My solution Note that no three collisions occur simultaneously since at all times there are only $2$ distinct angular speeds, and only two particles can collide simultaneously (basically the first collision has only two particles, so by the end of it only one has a different angular velocity, so the second is also two particles and so on) Let us for now ignore the condition that the particles are distinct. Let $\omega$ be the angular speed. Then, we can ignore collisions. The next time the angles between the particles becomes $\theta = \frac{360^{\circ}}{n}$ is after the 'retrogade particle' (moving in the opposite direction), returns to its spot, and since both its original spot and the retrogade particle itself move in opposite directions with angular speed $\omega$, the next time the angles subtended at the centre of the circle becomes same is at time $\frac{360^{\circ}}{2\omega}$. In this process, $n-1$ collisions take place. Next now we use the condition that the particles are distinct. so, their relative order stays same due to collisions. the first particle transfers to the second particle (first particle is the initial retrogade particle) to the second one, and then travels in the same direction as all the other particles. So, by the time $\frac{360^{\circ}}{2\omega}$ it rotates by an angle of $\frac{360^{\circ}(n-2)}{2n}$ (due to relative order and angles subtended at the centre being same, all other particles rotate by the same angle in the same direction). So, we need to find the least $k$ such that $\frac{(n-2)k}{2n}$ is an integer, and $s = (n-1)k$. So, we will get If $n$ is odd, then $s = 2n(n-1)$ If $n \equiv 2 \pmod{4}$, then $s = \frac{n(n-1)}{2}$ If $n$ is divisible by $4$, then $s = n(n-1)$.

Official wording: everythingpi3141592 wrote: There are $n\ge 3$ particles on a circle situated at the vertices of a regular $n$-gon. All these particles move on the circle with the same constant speed. One of the particles moves in the clockwise direction while all others move in the anti-clockwise direction. When particles collide, that is, they are all at the same point, they all reverse the direction of their motion and continue with the same speed as before. Let $s$ be the smallest number of collisions after which all particles return to their original positions. Find $s$. Proposed by N.V. Tejaswi The following stronger version of the problem is also true: Suppose $k$ particles are moving clockwise and $n-k$ are moving anti-clockwise, then the smallest number of collisions after which all particles return to their original positions is $$\frac{2nk(n-k)}{\gcd(2n,n-2k)}.$$

Rijul saini wrote: Official wording: everythingpi3141592 wrote: There are $n\ge 3$ particles on a circle situated at the vertices of a regular $n$-gon. All these particles move on the circle with the same constant speed. One of the particles moves in the clockwise direction while all others move in the anti-clockwise direction. When particles collide, that is, they are all at the same point, they all reverse the direction of their motion and continue with the same speed as before. Let $s$ be the smallest number of collisions after which all particles return to their original positions. Find $s$. Proposed by N.V. Tejaswi The following stronger version of the problem is also true: Suppose $k$ particles are moving clockwise and $n-k$ are moving anti-clockwise, then the smallest number of collisions after which all particles return to their original positions is $$\frac{2nk(n-k)}{\gcd(2n,n-2k)}.$$ When you say this are you implying it's the same for each arrangement or that over all arrangements this is the lcm of the minimums?

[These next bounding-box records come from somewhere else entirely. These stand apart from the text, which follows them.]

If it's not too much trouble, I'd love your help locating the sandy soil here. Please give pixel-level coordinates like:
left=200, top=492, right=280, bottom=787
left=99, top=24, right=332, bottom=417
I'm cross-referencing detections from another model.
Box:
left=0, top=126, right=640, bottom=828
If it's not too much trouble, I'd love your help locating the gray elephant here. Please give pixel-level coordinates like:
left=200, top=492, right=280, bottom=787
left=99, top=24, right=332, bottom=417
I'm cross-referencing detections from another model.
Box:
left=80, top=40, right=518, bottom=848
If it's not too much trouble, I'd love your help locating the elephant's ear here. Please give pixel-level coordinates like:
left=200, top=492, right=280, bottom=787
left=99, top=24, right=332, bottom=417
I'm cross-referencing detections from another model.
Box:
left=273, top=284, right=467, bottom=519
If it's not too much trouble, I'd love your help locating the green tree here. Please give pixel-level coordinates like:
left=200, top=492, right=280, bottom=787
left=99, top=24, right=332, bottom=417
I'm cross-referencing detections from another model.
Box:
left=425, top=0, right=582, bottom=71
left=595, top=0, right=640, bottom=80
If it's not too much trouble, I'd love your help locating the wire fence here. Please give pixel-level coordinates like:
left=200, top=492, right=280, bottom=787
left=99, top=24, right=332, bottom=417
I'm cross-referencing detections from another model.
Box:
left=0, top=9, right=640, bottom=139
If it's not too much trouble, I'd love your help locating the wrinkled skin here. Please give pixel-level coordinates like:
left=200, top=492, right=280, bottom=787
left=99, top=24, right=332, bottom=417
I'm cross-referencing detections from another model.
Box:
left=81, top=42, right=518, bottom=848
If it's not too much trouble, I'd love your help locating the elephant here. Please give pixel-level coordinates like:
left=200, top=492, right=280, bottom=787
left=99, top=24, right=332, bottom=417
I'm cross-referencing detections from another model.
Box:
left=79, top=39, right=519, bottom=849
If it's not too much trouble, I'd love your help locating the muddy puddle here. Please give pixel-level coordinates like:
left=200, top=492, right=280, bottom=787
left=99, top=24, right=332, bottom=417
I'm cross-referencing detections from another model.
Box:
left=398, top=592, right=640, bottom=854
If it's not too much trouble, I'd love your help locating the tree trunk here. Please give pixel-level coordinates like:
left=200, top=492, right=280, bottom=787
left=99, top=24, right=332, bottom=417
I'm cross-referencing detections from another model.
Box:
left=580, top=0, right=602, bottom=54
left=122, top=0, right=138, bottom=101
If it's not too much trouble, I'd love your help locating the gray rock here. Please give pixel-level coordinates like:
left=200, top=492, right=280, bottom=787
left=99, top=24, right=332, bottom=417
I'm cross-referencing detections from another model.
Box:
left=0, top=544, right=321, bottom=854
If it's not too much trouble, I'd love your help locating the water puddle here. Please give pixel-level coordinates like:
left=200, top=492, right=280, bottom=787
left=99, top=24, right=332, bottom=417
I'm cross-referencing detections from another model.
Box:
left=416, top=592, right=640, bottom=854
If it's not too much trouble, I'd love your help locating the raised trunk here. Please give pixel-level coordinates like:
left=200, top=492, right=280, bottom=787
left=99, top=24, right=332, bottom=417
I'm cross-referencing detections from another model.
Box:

Rijul saini wrote: Official wording: everythingpi3141592 wrote: There are $n\ge 3$ particles on a circle situated at the vertices of a regular $n$-gon. All these particles move on the circle with the same constant speed. One of the particles moves in the clockwise direction while all others move in the anti-clockwise direction. When particles collide, that is, they are all at the same point, they all reverse the direction of their motion and continue with the same speed as before. Let $s$ be the smallest number of collisions after which all particles return to their original positions. Find $s$. Proposed by N.V. Tejaswi The following stronger version of the problem is also true: Suppose $k$ particles are moving clockwise and $n-k$ are moving anti-clockwise, then the smallest number of collisions after which all particles return to their original positions is $$\frac{2nk(n-k)}{\gcd(2n,n-2k)}.$$ Tiny correction: The $k$ particles have to be contiguous (or at least have an aperiodic arrangement).

What was the point of puttting this prob the main idea of the prob also exists in the ant problem in pranav sriram?

idkk wrote: What was the point of puttting this prob the main idea of the prob also exists in the ant problem in pranav sriram? So that people like me spend 4.5 hours getting 9/10. Also, the word is "putting". Please fix your t-key.